The report shows that “over the course of a 40-year career, the average college graduate earns about 66 percent more than the typical high-school graduate.” And for those who stay in college to earn advanced degrees the benefits are even greater, according to the study.

But Becky Supiano, reviewing the report for The Chronicle of Higher Education, saw things vastly differently.

Higher education has a public-relations problem. Family incomes are stagnant but tuition keeps going up. Many students who begin college don’t graduate. Even among those who do, students who borrow are finishing with greater and greater average debt burdens. And then they’re walking into a tough job market.

Putting aside the situation faced by those who drop out of college before graduation, Supiano says the “value debate” is contentious and increasingly unfavorable.

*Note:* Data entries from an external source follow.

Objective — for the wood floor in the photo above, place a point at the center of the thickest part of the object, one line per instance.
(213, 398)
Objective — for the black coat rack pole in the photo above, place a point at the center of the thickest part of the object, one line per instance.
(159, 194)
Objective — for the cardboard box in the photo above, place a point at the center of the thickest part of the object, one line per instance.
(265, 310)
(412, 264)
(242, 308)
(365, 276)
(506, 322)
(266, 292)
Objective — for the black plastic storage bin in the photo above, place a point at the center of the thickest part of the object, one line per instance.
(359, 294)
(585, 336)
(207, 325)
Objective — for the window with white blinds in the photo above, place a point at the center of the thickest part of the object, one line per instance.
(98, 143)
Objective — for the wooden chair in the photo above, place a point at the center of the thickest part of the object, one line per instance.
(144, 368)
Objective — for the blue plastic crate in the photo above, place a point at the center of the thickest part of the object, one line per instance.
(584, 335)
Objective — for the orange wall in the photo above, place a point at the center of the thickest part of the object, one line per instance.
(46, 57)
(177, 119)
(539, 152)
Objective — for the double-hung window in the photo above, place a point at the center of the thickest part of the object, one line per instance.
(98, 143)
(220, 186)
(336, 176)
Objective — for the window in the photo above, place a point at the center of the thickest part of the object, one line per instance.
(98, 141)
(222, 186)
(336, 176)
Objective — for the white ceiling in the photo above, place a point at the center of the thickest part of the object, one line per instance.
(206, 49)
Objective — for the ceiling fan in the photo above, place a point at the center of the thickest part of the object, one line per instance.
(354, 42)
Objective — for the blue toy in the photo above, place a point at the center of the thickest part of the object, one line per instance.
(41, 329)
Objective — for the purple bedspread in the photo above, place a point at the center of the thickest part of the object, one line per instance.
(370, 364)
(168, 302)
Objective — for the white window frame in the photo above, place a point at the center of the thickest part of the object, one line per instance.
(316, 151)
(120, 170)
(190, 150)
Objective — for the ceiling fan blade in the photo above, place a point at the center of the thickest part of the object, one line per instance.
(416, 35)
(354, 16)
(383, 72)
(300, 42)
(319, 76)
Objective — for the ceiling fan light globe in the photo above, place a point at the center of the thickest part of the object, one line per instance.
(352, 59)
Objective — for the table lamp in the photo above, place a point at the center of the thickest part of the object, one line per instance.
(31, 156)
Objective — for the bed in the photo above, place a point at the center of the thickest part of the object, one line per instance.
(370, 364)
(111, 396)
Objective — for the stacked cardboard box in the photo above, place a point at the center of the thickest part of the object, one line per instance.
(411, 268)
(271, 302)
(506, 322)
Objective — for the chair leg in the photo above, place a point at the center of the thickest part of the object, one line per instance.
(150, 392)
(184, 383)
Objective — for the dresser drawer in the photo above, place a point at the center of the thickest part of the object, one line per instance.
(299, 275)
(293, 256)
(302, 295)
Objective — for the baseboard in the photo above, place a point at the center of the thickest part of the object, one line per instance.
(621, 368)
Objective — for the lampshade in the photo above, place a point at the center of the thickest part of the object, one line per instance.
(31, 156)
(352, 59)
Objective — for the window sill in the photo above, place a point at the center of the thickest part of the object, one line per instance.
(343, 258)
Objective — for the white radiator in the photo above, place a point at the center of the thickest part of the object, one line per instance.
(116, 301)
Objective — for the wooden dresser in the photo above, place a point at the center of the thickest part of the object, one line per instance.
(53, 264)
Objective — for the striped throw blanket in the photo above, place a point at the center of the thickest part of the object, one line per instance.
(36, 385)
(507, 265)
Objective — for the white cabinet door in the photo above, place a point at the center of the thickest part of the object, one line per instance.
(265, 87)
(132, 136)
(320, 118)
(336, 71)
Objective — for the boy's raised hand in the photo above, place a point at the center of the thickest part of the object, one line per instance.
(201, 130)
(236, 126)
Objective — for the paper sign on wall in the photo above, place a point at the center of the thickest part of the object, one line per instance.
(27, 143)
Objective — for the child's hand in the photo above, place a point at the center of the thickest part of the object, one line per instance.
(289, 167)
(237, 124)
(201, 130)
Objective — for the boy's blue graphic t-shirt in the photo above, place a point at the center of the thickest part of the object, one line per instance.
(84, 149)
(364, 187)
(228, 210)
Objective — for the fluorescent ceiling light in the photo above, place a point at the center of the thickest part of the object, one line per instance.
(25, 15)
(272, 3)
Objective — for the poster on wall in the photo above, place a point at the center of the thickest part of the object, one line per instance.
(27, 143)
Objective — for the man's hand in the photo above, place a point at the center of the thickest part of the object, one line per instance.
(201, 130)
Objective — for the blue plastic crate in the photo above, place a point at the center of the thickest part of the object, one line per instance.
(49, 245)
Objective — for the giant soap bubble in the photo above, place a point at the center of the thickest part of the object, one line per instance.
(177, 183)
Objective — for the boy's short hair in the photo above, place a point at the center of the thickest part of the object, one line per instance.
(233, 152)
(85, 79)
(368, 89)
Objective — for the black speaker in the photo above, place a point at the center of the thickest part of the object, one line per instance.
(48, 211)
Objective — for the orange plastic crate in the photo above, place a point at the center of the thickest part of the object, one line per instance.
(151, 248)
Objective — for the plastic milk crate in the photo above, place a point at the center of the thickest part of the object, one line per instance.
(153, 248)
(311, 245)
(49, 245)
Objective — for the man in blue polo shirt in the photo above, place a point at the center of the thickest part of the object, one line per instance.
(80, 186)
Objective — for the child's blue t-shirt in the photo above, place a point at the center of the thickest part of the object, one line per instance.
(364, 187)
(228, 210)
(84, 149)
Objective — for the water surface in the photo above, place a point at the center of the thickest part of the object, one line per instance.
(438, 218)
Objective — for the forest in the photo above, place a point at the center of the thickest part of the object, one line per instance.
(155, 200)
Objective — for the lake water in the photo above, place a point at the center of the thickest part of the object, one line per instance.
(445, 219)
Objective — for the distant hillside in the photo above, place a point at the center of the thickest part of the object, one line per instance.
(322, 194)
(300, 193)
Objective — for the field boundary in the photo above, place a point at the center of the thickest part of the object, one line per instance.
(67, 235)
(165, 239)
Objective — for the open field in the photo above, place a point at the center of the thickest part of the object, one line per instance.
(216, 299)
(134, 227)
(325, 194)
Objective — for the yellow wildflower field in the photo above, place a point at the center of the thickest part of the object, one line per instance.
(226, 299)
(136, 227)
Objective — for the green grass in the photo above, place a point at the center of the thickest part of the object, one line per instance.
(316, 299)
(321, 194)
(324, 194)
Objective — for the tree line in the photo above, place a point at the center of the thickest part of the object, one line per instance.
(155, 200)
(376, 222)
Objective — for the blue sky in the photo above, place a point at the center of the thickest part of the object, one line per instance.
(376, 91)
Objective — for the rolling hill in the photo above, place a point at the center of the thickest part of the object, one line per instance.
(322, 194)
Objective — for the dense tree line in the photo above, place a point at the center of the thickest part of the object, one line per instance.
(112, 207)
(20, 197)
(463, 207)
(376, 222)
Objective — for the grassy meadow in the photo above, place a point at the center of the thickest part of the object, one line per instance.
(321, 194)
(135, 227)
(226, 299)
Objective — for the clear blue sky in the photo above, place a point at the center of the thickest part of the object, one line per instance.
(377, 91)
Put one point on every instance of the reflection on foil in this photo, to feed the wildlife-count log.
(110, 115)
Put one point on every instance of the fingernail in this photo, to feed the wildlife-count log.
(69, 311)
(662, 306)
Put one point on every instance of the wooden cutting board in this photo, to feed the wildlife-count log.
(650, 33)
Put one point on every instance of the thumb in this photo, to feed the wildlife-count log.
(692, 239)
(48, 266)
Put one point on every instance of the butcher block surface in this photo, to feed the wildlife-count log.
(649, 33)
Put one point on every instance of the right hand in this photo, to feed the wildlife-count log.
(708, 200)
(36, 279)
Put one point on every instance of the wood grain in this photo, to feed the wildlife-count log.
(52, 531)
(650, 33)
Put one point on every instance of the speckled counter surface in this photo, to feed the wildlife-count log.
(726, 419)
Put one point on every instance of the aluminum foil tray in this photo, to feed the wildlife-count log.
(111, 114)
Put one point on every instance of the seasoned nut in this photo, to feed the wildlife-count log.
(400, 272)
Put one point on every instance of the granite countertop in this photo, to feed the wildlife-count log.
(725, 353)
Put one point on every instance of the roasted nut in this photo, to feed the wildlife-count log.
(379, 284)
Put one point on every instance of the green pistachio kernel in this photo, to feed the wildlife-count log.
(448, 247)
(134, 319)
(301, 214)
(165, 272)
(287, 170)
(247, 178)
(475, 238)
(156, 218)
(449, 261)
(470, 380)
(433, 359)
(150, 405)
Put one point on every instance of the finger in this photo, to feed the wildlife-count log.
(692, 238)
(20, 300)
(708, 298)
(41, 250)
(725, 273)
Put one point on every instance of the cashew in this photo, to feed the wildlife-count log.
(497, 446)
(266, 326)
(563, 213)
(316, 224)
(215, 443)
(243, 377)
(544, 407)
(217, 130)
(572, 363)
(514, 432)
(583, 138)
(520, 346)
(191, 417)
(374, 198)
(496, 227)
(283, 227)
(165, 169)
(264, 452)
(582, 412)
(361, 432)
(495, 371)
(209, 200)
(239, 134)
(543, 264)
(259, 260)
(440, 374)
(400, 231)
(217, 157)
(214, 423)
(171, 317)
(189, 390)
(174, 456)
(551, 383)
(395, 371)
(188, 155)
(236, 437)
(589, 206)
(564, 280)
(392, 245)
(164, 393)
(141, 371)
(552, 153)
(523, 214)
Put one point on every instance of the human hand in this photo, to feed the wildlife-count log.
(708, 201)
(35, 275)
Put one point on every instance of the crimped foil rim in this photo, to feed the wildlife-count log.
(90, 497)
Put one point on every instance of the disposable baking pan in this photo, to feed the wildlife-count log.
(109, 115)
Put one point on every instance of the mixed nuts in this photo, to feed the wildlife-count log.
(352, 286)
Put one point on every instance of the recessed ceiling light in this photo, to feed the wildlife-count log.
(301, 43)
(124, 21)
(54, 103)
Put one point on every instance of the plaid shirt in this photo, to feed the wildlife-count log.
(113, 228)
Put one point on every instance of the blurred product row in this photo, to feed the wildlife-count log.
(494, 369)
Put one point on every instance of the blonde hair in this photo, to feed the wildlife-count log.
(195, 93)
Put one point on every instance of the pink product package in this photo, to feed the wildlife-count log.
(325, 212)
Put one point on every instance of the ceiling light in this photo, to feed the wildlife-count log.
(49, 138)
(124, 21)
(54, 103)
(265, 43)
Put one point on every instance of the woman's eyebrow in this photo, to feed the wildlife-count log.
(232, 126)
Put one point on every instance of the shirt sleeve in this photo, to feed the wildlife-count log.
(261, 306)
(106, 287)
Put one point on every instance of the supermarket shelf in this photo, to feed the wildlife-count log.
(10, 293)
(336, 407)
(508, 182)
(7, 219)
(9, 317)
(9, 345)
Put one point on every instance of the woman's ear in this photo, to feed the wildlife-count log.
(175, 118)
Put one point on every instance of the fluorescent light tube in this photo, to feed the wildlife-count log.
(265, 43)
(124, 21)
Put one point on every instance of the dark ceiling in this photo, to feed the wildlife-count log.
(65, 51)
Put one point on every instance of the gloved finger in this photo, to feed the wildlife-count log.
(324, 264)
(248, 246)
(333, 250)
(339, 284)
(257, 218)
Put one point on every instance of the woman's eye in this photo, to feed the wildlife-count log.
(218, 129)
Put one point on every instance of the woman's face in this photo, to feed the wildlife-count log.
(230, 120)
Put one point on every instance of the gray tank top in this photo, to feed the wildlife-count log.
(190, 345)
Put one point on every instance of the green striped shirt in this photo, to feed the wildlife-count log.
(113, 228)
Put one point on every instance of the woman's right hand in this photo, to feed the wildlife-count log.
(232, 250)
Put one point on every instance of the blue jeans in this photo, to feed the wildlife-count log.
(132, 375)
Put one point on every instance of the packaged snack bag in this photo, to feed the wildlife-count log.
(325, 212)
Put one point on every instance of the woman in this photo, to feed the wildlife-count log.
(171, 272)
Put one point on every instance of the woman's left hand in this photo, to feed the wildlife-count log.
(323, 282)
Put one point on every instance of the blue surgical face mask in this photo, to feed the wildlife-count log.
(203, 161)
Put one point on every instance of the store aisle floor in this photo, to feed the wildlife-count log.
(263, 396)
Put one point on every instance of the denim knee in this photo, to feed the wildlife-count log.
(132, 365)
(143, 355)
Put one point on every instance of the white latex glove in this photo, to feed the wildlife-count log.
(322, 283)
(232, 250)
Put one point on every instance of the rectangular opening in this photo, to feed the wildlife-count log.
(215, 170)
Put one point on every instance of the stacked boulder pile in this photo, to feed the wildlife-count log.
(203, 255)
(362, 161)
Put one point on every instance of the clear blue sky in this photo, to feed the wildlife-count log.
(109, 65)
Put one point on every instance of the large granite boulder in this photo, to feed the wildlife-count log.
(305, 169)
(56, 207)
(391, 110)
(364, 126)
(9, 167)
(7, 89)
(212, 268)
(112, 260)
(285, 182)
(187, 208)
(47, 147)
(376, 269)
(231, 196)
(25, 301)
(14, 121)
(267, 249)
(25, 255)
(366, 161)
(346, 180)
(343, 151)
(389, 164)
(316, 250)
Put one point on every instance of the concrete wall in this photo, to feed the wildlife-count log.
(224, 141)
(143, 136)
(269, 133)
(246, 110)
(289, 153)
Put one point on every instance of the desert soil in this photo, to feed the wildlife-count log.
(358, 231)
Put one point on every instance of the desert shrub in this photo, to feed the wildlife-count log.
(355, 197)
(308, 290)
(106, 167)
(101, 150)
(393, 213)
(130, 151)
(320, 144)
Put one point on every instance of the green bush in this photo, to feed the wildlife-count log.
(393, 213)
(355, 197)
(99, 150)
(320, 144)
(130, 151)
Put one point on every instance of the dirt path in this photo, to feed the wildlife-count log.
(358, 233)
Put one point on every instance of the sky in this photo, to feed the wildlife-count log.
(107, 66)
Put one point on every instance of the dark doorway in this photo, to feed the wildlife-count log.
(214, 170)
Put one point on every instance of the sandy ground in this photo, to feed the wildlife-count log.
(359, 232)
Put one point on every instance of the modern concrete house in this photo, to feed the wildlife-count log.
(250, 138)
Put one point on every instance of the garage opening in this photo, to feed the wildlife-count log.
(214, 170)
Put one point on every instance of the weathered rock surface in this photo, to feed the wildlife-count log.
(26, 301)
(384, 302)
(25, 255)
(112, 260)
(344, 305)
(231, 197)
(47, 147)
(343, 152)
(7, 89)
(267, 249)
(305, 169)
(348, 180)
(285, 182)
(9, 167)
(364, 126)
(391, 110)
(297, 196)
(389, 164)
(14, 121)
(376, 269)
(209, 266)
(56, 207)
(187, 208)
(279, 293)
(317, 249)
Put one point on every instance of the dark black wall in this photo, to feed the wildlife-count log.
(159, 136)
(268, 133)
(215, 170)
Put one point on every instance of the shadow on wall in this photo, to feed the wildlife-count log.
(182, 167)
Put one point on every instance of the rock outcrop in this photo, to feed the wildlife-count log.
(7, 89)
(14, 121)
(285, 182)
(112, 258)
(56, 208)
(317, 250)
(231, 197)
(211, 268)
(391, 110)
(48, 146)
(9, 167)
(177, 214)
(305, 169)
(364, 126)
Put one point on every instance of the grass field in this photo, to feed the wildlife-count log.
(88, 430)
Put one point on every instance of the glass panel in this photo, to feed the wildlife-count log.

Citing the Board’s report that the average graduate pays back his student loans by the time he reaches age 33 (12 years after graduating, on the average), it can take much longer if more time and money is invested in obtaining an advanced degree.

And what happens if the newly-minted graduate with his shiny sheepskin isn’t able to get a job right away? The mathematics of time and compound interest begin to take over, pushing out for years the break-even point.

Richard Vetter, professor of economics at Ohio University, considers it outrageous that the assumption that college graduates always do better over time is never questioned, especially in these times. Writing for the Center for College Affordability and Productivity, he says his analysis of the situation “has unearthed what I think is the single most scandalous statistic in higher education”:

Approximately 60 percent of the increase in the number of college graduates from 1992 to 2008 worked in jobs … where many participants have only high school diplomas and often less.

Put another way, after investing four or more years in college, a majority of those who decided to obtain an advanced degree in order to get a better job is now doing work that (he says gently) “historically have been filled by persons with lesser education.”

For instance, in 1992, nearly 120,000 waiters and waitresses were college degree holders. By 2008, that number had far more than doubled, much greater than the overall increase in college graduates. 132,000 cashiers in 1992 held college degrees, while that number nearly tripled, to 365,000, in 2008.

Vedder holds that many of these students have bought the line promoted by the College Board and the education establishment: namely, more education translates into higher lifetime wages. This is promoted by those heavily involved in higher education, starting with the Obama administration, “who insist that we need to have more college graduates.” He points out that his data reveal another unsettling decline in the ratio of gain compared to investment. He calls it a “horrible decline in the productivity of American education: It takes 18 years of schooling [today] for persons to get an education to do jobs that a generation or two ago people did with 12-13 years of education.”

He concludes his summary of the Board’s report and his analysis of it with this:

I am saddened that this is happening. Many of those advocating more access [to higher education] are well meaning and have pure motives, but they are ignorant of the evidence … we are deceiving our young population to mindlessly pursue college degrees when very often that advice that is increasingly questionable.